How a village in Uganda is protecting soils from climate change
In the last few years, Henry Kalumba, a smallholder farmer in Kkanya village, located in Central Uganda’s Mityana District, began noticing a change of color in his farm’s soil.
Instead of its usual dark brown, the soil had become yellowish, an indicator of low nutrients. The texture was slowly becoming cracked, dry, and dusty. With every month, more farms in the community saw the same decline.
Implementing agroecology in Kkanya
Having no other option but to adapt, Kalumba and other community members joined forces to integrate agroecological practices into their farms. This method prevents the soils from turning into a desert, a process fueled by climate change.
Agroecology is a production system that considers the interaction between plants and animals, diversifies crops on farms, regenerates soils, and uses organic fertilizers in food systems.
So far, around 30 household smallholder farms in Kkanya have adapted their production to agroecology, as it has proven to be efficient, cost-effective, and affordable for farmers. “We are now growing and maintaining food forests, not gardens’’ says Kalumba.
Fighting a changing climate
Kkanya is located in Uganda’s cattle corridor, which covers approximately 40% of Uganda's land surface and highly depends on agriculture. However, climate change and other human disturbances have posed a significant threat to local communities.
“In the recent past, we have observed high soil erosion and decreased soil fertility and productivity. The available options of using fertilizers and other highly commercial practices did not help,” explains Kalumba.
The corridor exhibits serious land and resource degradation driven by overgrazing, inappropriate agriculture practices, and charcoal production leading to deforestation, according to a 2016 report by the United Nations Development Programme in Uganda.
“We are working on maintaining moisture and carbon in our soils, and we are moving from chemically intensive agriculture to what our forefathers did, and we are getting better yields,” says Sarah Nangendo, a farmer and teacher in the region.
Changing their ways
The village was a beneficiary of a program implemented by the Ministry of Local Government in Uganda. The initiative organized seminars and workshops for the farmers to learn agroecology, including how to mulch, intercrop legumes with grains, and merge sustainable methods into their agriculture and livestock practices.

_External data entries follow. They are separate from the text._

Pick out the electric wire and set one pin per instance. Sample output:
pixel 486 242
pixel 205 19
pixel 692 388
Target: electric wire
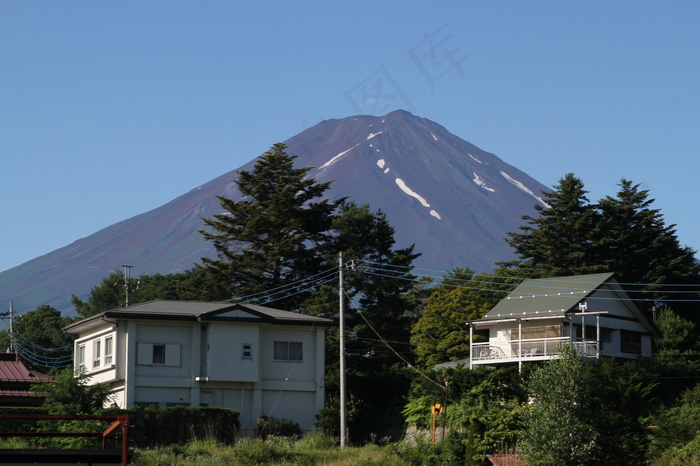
pixel 442 273
pixel 530 294
pixel 30 343
pixel 303 290
pixel 408 364
pixel 281 290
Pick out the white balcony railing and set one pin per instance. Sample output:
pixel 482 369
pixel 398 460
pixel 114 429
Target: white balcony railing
pixel 536 348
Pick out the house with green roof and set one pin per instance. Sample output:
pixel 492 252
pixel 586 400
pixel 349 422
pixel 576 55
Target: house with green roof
pixel 257 360
pixel 592 313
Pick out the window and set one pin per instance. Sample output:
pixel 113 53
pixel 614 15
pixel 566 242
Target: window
pixel 547 331
pixel 630 342
pixel 158 354
pixel 109 344
pixel 96 353
pixel 81 358
pixel 288 351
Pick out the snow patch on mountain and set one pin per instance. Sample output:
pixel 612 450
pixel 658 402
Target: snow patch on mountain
pixel 524 188
pixel 479 182
pixel 410 192
pixel 335 159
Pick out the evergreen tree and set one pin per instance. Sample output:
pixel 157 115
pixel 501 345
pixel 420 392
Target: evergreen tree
pixel 559 241
pixel 439 334
pixel 633 241
pixel 380 310
pixel 108 294
pixel 271 236
pixel 39 340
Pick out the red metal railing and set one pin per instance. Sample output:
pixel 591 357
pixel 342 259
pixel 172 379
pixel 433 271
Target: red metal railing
pixel 120 420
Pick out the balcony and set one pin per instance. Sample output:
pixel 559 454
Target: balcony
pixel 536 349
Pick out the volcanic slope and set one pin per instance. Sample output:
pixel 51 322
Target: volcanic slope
pixel 455 201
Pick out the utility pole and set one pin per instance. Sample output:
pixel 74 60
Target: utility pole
pixel 13 347
pixel 127 282
pixel 343 427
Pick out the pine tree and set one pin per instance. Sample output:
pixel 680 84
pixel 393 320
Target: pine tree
pixel 559 241
pixel 439 334
pixel 633 241
pixel 271 237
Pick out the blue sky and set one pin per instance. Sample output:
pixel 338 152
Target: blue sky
pixel 109 109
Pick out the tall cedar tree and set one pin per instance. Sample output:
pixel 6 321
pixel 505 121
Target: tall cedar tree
pixel 269 238
pixel 439 334
pixel 380 305
pixel 380 310
pixel 558 242
pixel 633 241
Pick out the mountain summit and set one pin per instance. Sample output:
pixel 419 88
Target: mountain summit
pixel 452 199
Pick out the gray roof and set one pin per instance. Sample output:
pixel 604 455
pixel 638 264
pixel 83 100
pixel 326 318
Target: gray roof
pixel 548 296
pixel 205 312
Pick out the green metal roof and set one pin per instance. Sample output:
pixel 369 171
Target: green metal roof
pixel 547 296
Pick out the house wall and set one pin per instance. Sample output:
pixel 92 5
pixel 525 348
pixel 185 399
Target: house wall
pixel 205 364
pixel 225 358
pixel 100 365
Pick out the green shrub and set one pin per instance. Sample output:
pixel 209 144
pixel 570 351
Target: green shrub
pixel 270 426
pixel 179 424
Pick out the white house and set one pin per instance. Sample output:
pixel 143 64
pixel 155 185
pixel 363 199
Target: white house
pixel 256 360
pixel 592 313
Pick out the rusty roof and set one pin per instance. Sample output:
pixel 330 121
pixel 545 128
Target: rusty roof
pixel 12 369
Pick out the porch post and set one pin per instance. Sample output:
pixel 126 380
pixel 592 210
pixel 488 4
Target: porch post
pixel 471 340
pixel 520 345
pixel 597 322
pixel 571 332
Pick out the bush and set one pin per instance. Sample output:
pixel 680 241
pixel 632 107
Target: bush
pixel 179 424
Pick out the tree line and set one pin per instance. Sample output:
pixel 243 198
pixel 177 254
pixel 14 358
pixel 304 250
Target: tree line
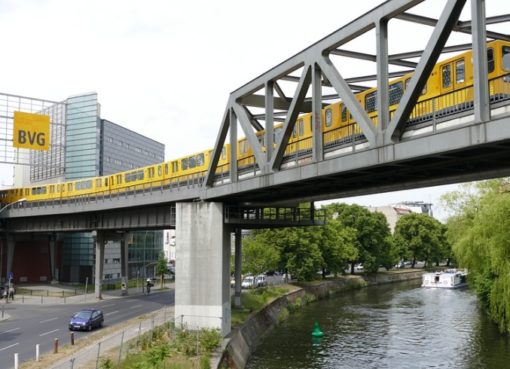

Through these workshops, the community learned about organic fertilization, reduced tillage, irrigation, biological pest control, and cultivar choice. However, the agroecological methods are not new to them, as Indigenous communities have long used some of these techniques. Many were abandoned in favor of monoculture production.
“When we were growing up, our grandparents and parents used to manage their own seeds and practiced mulching and intercropping. We had a mix of food items on our menu, including fruits, vegetables, and grains, and nutrition was good,” says Ms. Ikhanza, a resident of Kiwamirembe, also located in Mityana.
Kalumba and the rest of the community decided to incorporate these ideas into their farms, which has helped them to revitalize the soil’s health and improve agriculture production and resilience.
Hope for Uganda
To prevent the country from increasing hunger and poverty due to declining soil fertility, Uganda should scale up efforts to help farmers adopt regenerative systems in agriculture, many experts say.
Miriam Talwisa of the Climate Forum Uganda, a local NGO working with communities to adapt to climate change, asserts that small-scale farming communities have the potential to resist climate impacts by switching to agroecological systems. She adds that the most significant barriers are access to information, knowledge about agroecology practices, how to implement them at the local level, and financing.
“Significant financial and technical resources need to be allocated to scale up agroecological practices through building stronger movements, favorable policies, and building capacity on climate-resilient agro-ecological farming techniques,” concludes Talwisa.
Agriculture is the backbone of the Ugandan economy, with over 70% of the population involved in a certain aspect of the value chain. Rather than falling victim to the climate crisis, local communities like Kkanya are stepping up to create a paradigm shift in how they farm and interact with nature. They hope the method will spread to other growers throughout the region.